英語は「具体的」な言語
2021年11月23日 CATEGORY - 日本人と英語
以前にご紹介した「伝わる英語表現法」からテーマをいただいて書いていますが、第四回目のテーマは一つ間が空きましたが、第二回に引き続き「英語の性質(その2)」です。
本書であげられる英語における三つの重要な性質のうちの二つ目である
「英語は『具体的』な言語である。」
について以下、事例をもとに詳しく見ていきたいと思います。
【実験】以下の日本語を英語に訳しなさい。
この春、息子は社会人になった。
「日本語では『社会に出る』とか『社会人になる』という言い方をします。私たちは『社会』というとすぐにsocietyという英語が浮かびます。そこで『go out into society』としがちですがやはりここは、『学校を出て働き始めること』だと具体的に言ったほうがよいので、『My son started working this April.』とします。日本語の『社会』というのは大変便利に使われる言葉で『何とか社会』といった新しい言葉ができやすいのですがそのまま訳しても英語では通用しないことがあります。かつて『情報化社会』を『information society』と訳してみたものの、相手がいつも怪訝な顔をするので困ったことがあります。これは『information-oriented society』と訳すのだと後に高名な先生に教えていただきました。『information』と『society』は両方とも抽象的な言葉なのでそれがどうつながるか説明がなければ理解できないのです。」
日本語で「社会人になる」という文を作っても聞いても何の違和感も感じられないけれど、それを「英語に訳す」というハードルを与えられて初めて、「うっ」とその違和感時気づくことになります。

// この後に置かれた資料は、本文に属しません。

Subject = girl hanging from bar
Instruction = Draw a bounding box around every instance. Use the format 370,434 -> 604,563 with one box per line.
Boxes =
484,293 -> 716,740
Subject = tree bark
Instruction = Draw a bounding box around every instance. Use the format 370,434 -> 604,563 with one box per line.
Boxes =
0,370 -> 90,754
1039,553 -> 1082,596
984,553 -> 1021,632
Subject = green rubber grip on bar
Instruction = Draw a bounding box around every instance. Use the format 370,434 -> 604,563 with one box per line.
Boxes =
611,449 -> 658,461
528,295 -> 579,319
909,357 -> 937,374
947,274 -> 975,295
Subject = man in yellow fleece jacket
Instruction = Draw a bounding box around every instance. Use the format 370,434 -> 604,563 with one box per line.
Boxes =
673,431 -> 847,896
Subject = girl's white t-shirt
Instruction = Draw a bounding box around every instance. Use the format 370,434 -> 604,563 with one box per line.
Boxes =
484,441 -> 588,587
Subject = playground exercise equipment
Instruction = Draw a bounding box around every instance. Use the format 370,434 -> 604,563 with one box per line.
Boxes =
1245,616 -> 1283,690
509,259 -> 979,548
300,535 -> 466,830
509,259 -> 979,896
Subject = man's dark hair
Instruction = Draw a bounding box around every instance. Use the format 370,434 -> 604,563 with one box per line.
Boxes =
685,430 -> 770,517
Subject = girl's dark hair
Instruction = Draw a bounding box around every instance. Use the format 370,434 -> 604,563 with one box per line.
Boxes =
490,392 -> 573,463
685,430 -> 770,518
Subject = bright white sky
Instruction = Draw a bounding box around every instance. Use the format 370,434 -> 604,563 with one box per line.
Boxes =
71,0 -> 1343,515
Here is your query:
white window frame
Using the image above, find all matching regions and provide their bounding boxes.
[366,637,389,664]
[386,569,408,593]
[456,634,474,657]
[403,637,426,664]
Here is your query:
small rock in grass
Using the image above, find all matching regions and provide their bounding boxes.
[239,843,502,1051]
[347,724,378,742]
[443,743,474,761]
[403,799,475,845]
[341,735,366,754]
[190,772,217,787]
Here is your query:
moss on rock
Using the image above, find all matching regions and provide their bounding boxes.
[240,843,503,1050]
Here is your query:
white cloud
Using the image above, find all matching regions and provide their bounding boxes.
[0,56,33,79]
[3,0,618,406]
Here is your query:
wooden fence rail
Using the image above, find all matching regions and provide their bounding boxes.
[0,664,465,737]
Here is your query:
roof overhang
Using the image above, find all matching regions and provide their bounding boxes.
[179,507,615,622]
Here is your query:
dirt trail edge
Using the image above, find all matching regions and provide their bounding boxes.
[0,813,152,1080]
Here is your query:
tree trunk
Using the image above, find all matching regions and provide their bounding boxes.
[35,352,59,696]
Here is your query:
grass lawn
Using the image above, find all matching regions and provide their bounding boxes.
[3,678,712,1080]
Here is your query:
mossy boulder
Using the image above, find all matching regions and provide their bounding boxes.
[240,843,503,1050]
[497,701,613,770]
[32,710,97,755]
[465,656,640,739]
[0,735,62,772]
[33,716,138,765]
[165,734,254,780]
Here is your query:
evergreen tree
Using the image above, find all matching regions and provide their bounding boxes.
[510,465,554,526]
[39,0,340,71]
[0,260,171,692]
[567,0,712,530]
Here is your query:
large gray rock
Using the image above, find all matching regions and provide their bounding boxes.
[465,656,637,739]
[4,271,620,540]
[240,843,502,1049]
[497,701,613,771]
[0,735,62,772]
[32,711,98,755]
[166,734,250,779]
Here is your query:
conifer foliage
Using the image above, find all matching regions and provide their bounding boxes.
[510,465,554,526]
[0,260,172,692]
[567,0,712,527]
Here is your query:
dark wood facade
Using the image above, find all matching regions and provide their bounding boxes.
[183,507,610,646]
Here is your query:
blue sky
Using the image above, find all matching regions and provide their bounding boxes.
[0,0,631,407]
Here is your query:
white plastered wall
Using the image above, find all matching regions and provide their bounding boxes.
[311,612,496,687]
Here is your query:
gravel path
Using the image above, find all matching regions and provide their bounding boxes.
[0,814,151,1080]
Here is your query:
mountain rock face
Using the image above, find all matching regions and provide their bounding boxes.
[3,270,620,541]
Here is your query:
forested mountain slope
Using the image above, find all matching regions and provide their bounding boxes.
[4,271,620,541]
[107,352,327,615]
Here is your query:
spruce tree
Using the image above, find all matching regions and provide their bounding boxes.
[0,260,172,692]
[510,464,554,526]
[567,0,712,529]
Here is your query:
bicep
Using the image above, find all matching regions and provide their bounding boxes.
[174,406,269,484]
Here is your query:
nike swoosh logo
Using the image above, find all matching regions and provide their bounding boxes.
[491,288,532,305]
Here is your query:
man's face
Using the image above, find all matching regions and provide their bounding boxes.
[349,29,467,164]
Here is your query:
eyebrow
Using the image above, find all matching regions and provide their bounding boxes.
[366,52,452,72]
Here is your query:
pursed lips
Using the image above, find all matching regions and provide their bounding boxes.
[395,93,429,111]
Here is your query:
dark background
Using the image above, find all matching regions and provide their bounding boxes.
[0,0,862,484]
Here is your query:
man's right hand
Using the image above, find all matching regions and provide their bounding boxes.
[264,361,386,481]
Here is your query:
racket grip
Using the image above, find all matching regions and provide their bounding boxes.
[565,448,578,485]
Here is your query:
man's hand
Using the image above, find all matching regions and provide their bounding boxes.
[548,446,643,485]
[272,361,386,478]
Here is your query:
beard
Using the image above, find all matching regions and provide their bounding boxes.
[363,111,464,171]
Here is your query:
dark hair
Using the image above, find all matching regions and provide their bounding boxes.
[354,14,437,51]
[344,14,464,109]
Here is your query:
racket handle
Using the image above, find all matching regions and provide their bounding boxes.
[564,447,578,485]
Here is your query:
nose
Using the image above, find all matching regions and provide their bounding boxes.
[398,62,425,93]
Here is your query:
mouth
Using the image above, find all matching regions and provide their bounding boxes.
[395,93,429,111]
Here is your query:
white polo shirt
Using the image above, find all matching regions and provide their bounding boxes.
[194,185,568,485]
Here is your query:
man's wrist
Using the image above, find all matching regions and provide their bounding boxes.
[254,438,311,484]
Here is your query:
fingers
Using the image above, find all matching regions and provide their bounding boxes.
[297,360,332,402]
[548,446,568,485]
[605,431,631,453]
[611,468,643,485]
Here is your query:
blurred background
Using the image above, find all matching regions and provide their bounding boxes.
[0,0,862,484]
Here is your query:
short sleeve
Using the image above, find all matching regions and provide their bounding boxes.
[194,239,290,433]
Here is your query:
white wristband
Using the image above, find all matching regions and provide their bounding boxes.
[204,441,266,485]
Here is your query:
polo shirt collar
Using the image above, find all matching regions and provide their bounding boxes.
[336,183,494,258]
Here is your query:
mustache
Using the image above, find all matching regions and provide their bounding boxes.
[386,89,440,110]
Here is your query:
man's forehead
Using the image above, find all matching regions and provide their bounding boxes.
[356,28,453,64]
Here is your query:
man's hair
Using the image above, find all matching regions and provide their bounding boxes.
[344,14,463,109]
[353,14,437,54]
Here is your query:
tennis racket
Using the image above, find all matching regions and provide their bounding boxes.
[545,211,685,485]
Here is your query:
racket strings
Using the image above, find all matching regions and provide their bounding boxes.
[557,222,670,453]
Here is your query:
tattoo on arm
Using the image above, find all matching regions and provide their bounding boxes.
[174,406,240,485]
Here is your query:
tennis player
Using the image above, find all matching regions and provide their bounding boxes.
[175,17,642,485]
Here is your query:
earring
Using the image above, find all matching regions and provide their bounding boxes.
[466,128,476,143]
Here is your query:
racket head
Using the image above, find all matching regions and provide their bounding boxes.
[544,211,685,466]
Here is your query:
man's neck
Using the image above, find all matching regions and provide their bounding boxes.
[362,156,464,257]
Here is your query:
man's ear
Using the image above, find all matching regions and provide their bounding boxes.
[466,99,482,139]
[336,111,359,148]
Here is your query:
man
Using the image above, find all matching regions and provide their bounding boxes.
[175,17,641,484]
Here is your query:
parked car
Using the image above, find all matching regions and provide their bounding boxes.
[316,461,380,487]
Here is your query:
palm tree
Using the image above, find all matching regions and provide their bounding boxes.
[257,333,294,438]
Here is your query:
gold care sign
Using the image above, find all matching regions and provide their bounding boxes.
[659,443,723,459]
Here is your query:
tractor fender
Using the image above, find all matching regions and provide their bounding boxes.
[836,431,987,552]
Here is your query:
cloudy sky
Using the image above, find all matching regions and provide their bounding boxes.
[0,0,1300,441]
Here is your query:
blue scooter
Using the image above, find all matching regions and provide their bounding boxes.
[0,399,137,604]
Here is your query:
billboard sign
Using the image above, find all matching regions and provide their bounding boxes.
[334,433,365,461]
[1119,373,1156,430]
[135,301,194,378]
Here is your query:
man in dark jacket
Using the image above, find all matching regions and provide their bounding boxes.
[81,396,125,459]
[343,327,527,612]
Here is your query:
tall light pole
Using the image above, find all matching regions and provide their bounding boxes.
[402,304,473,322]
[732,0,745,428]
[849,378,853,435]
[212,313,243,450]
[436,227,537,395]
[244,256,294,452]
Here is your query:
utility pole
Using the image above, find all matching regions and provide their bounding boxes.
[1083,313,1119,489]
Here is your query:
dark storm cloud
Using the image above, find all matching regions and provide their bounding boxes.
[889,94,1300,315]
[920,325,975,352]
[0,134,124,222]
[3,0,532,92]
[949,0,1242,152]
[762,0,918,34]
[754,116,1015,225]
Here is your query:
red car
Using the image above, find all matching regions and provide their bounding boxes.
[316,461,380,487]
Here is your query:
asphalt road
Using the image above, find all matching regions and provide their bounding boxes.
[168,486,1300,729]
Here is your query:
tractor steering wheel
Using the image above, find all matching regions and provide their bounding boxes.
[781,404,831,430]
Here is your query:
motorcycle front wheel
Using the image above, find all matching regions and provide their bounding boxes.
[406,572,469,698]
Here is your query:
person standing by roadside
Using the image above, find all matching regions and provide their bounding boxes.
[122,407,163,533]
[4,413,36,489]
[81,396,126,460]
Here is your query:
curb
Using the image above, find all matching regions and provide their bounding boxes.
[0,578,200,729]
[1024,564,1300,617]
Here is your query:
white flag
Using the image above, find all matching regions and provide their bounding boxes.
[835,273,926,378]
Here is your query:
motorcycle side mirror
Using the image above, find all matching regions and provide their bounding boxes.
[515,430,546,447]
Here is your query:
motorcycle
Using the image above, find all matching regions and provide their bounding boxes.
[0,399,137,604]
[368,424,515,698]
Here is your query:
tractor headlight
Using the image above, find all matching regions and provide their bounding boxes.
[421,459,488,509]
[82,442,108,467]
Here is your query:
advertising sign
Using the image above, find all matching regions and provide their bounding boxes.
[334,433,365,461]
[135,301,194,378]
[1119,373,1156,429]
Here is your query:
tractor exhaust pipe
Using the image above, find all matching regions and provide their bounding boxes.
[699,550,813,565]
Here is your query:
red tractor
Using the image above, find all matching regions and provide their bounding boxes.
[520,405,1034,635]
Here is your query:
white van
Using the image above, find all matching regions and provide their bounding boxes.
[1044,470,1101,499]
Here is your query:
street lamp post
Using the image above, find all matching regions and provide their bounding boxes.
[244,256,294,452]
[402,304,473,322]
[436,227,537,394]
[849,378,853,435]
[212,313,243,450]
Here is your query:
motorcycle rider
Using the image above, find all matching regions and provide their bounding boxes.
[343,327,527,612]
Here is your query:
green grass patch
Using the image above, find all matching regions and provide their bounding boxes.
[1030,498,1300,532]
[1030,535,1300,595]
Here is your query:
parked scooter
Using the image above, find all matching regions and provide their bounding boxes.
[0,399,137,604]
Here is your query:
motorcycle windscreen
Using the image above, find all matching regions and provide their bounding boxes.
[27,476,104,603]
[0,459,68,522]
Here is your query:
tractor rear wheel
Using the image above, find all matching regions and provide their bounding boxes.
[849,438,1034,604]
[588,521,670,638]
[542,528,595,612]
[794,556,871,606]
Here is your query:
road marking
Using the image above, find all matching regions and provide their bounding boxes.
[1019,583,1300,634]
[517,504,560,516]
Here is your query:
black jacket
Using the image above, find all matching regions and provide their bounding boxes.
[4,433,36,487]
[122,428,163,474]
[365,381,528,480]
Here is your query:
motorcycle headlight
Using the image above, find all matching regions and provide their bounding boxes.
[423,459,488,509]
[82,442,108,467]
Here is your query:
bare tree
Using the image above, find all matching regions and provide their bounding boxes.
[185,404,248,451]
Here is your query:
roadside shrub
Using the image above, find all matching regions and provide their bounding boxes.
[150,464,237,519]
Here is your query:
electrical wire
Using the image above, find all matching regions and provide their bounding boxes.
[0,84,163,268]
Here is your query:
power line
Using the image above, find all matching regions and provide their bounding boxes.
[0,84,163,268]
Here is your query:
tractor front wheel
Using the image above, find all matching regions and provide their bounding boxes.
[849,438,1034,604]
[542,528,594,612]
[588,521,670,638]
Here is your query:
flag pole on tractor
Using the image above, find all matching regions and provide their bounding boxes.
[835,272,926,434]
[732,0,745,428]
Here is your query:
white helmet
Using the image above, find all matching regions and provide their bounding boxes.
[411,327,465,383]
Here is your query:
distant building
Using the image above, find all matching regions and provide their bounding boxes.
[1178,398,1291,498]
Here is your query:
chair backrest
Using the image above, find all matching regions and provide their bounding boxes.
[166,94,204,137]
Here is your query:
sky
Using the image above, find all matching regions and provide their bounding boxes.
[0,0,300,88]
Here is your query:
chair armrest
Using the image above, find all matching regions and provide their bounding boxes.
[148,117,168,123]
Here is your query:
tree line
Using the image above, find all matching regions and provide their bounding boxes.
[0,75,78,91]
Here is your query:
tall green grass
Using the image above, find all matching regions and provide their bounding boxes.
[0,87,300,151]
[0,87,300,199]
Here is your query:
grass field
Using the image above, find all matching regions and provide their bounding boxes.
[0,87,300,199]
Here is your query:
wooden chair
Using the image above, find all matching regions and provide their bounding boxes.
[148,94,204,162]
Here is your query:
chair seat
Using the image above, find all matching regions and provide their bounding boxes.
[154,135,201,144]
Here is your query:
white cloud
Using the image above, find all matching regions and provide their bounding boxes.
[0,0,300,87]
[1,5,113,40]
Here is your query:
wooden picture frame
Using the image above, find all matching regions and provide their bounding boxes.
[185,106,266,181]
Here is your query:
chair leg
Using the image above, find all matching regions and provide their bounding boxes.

この時はじめて「社会人になる」という抽象的なイメージから「働く」という具体的なイメージを引き出す必要性に迫られる、すなわち「具体的に考える」になるのだと思います。
また、日本語は「情報」と「社会」というある程度抽象的な言葉も、「情報社会」というそれらをあわせた高度に抽象的な言葉もどちらも抽象的なまま受け入れることができる「抽象的」な言語である一方、英語では「information」や「society」程度の抽象度レベルでは受け入れ可能であっても、二つを合わせた高度に抽象的なレベルではもはや完全に受け入れ不可能な「具体性」を優先する言語であるという説明も非常に興味深いものでした。
ということは、もしかすると私たちは日本語を話している時、「具体的に考える」ことを放棄しているということなのかもしません。